Here, he uses multiple attestation and the criteria of embarrassment:

Among the reasons which have led most scholars to this conclusion are the following:

1. The empty tomb is also multiply attested by independent, early sources.

Mark’s source didn’t end with the burial, but with the story of the empty tomb, which is tied to the burial story verbally and grammatically. Moreover, Matthew and John have independent sources about the empty tomb; it’s also mentioned in the sermons in the Acts of the Apostles (2.29; 13.36); and it’s implied by Paul in his first letter to the Corinthian church (I Cor. 15.4). Thus, we have again multiple, early, independent attestation of the fact of the empty tomb.

2. The tomb was discovered empty by women.

In patriarchal Jewish society the testimony of women was not highly regarded. In fact, the Jewish historian Josephus says that women weren’t even permitted to serve as witnesses in a Jewish court of law. Now in light of this fact, how remarkable it is that it is women who are the discoverers of Jesus’ empty tomb. Any later legendary account would certainly have made male disciples like Peter and John discover the empty tomb. The fact that it is women, rather than men, who are the discoverers of the empty tomb is best explained by the fact that they were the chief witnesses to the fact of the empty tomb, and the Gospel writers faithfully record what, for them, was an awkward and embarrassing fact.

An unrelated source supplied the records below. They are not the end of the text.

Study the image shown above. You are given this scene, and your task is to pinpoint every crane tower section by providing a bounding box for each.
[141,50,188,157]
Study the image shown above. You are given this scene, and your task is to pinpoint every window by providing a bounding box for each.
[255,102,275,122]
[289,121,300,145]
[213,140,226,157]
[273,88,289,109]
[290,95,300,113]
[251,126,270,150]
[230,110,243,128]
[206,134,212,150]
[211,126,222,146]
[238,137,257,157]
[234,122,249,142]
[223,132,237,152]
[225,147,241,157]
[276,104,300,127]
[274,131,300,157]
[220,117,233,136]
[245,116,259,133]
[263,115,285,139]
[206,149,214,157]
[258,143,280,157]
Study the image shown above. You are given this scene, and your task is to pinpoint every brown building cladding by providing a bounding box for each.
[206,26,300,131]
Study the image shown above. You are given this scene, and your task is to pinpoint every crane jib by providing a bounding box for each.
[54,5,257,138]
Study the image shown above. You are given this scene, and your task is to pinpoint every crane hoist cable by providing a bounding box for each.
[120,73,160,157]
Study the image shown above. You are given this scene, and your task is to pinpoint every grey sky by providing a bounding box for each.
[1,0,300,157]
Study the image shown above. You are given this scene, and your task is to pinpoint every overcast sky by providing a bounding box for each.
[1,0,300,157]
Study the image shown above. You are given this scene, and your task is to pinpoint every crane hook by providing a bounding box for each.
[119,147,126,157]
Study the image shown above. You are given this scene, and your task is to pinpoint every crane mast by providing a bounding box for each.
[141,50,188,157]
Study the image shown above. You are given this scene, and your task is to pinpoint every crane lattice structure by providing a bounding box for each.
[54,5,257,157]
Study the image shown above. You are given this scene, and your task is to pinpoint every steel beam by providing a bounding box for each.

There are actually a few more reasons for believing in the empty tomb that he doesn’t go into in the debate, but you can find them in his written work. For example, in his essay on Gerd Ludemann’s “vision” hypothesis. That essay covers the reasons for all four of his minimal facts.

So, if you are going to talk about the resurrection with a skeptic, you don’t want to invoke the Bible as some sort of inerrant/inspired Holy Book.

Try this approach instead:

  1. Explain the criteria that historians use to get their lists of minimal facts
  2. Explain your list of minimal facts
  3. Defend your list of minimal facts using the criteria
  4. Cite skeptics who admit to each of your minimal facts, to show that they are widely accepted
  5. List some parts of the Bible that don’t pass the criteria (e.g. – guard at the tomb, Matthew earthquake)
  6. Explain why those parts don’t pass the criteria, and explain that they are not part of your case
  7. Challenge your opponent to either deny some or all the facts, or propose a naturalistic alternative that explains the facts better than the resurrection
  8. Don’t let your opponent attack any of your minimal facts by attacking other parts of the Bible (e.g. – the number of angels being one or two, etc.)

And just keep in mind that there is no good case for the resurrection that does not make heavy use of the early creed in 1 Corinthians 15:3-8. You have to use that – it’s the law.

Back to the minimal facts criteria. The best essay on the minimal facts criteria that I’ve read is the one by Robert H. Stein in “Contending with Christianity’s Critics“. It’s a good short essay that goes over all the historical criteria that are used to derive the short list of facts from which we infer the conclusion “God raised Jesus from the dead”. That whole book is really very, very good.